Elga diam. Tapi kalimat yang keluar dari mulut Ziella membuatnya tak bisa menahan amarahnya lagi.

“Aku mau naro roti sama minuman itu di loker kakak, tapi sama Elga dibuang. Gara-gara kemarin aku mintain tolong untuk naro susu pisang di loker kakak, jadinya dia nganggap penggemar rahasianya kakak itu dia. Dan katanya aku nggak pantes deket-deket sama kak Mahesa.”

“El?”

“WAHHH? GILAA, AKTING LO KEREN BANGET, ANJING.” Elga bertepuk tangan pelan, memberi apresiasi atas apa yang diucapkan Ziella.

“Liat deh kak, omongannya kasar.”

“Lo diem! Sorry ya kak Mahes, gua nggak ngefilter omongan gua. Tapi sumpah deh, semua yang diomongin tuh cewek … ” Elga menunjukan Ziella yang masih bersembunyi di sebelah Mahesa

“Semuanya bohong!” “Kalau Zie bohong, coba lo ceritain yang sebenernya! Ngapain lo di sini?”

Mendapat pertanyaan seperti itu, jujur Elga bingung, apa dia akan mengatakan yang sebenarnya atau tidak? Tapi … ah sudahlah, Elga benar-benar sudah tidak bisa membiarkan Ziella dengan semua kebohongannya.

“Roti itu … ” Elga menunjuk roti bungkus yang masih berada di lantai

“Gua yang bawa, gua penggemar rahasia lo kak.”

“BOHONG! ELGA BOHONG KAK, PLEASE PERCAYA AKU.”

“Lo punya bukti nggak El? Biar gua percaya.”

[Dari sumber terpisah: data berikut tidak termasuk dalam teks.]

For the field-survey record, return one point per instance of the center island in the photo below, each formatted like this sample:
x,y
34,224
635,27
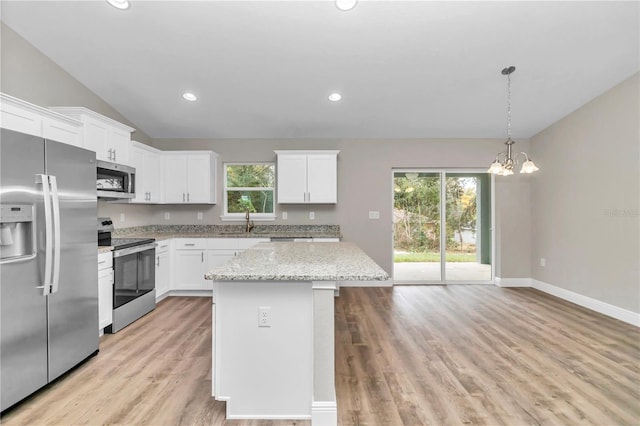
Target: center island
x,y
273,328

Elga mengeluarkan buku tulis dalam tasnya, entah pelajaran apa, yang penting dia ingin mengeluarkan satu-satunya bukti yang dia punya. Tulisannya sendiri.

“Kak Mahes bandingin aja tulisannya.”

Belum sempat Mahesa mengambil buku tersebut, Ziella merebut dan melemparkannya ke luar, membiarkan buku itu jatuh di taman bawah sana.

“Kak! Please percaya aku, Elga bohong kak, dia selama ini cuma iri karena dia juga suka sama kakak. Aku juga nggak tau kenapa dia bisa sampe kayak gitu. Percaya aku ya kak!” Elga tidak bisa membendung air matanya, sudah sejak tadi ia menangis dengan tangan yang masih memeluk lengan Mahesa.

Di satu sisi, Mahesa sebenarnya sudah percaya dengan apa yang dijelaskan Elga, hanya tinggal meyakinkan diri dengan tulisan tangan Elga dan note yang ia punya. Disisi lain, tangisan gadis di sebelahnya yang tak kunjung reda membuat ia tak bisa menghilangkan simpatinya.

“Lanjutin nanti lagi.” ~ “Gua anter ke kelas ya Zie, tenangin diri lo!” Ziella mengangguk pelan, memberi senyuman ketika ia melewati Elga.